Logarithm
The Log node computes the logarithm of each value in the specified base (default: Math.E for natural log). Input values must be strictly positive; non-positive or null inputs yield null. Log transforms compress skewed price distributions, convert multiplicative returns to additive log-returns, linearize exponential growth curves, and are essential for any entropy or information-theoretic computation.
Algorithm
- ▸output[i] = Math.log(input[i]) / Math.log(b)
- ▸b defaults to Math.E (natural logarithm)
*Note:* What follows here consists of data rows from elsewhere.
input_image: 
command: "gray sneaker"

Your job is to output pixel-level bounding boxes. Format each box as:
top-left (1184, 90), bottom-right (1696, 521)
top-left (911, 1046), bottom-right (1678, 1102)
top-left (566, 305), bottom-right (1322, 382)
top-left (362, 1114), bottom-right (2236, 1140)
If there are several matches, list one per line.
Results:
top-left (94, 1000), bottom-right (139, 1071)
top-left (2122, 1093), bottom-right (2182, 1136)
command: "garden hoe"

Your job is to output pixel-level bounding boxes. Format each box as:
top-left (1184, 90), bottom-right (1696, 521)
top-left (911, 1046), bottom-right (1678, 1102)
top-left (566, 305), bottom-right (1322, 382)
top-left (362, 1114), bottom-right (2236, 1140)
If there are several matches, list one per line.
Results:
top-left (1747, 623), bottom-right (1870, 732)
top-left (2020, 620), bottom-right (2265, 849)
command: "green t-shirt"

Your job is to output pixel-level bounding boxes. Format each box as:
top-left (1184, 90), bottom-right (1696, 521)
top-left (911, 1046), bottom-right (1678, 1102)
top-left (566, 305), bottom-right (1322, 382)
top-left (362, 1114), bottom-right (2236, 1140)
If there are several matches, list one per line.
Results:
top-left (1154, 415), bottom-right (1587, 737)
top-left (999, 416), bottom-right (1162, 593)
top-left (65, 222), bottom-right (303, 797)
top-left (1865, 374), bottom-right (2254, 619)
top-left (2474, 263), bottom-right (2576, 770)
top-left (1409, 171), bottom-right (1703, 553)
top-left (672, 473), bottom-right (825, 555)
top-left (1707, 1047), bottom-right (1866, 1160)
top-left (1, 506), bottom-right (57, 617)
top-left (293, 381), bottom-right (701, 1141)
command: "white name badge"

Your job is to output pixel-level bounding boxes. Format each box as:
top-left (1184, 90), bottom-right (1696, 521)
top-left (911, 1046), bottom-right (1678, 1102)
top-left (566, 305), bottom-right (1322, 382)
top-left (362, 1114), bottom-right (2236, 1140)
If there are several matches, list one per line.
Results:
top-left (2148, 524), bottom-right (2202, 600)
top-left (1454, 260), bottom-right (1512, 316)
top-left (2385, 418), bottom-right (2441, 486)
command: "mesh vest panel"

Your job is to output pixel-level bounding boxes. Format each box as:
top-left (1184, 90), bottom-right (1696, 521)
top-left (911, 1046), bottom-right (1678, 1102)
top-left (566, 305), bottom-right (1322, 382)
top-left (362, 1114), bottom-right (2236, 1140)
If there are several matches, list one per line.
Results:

- ▸input ≤ 0 or b ≤ 0 or b === 1 → null (guards for undefined log)
Parameters
| Name | Type | Default | Description |
|---|---|---|---|
| b | number | Math.E (≈ 2.718) | Logarithm base. Use 10 for common log, 2 for binary, or e for natural log-returns. |
Inputs & Outputs
| Port | Type | Description |
|---|---|---|
| Inputs | ||
| input | number[] | Source numeric array |
| Outputs | ||
| values | number | null | Computed value at each bar; null before the warmup period completes |
| timestamps | number[] | Bar timestamps (UNIX ms), aligned 1-to-1 with values |
Use Cases
Log Returns
Apply natural log to closing prices, then subtract the previous bar with the Subtract node, to produce continuous log-returns: ln(close[i]) - ln(close[i-1]).
Log Scale Oscillators
Log-transform a volume series before feeding it into Average and Stddev to prevent large volume spikes from dominating the mean.
Exponential Growth Linearization
Take the log of an exponentially growing equity curve to linearize it, making trend-following nodes like Slope and R-Squared meaningful.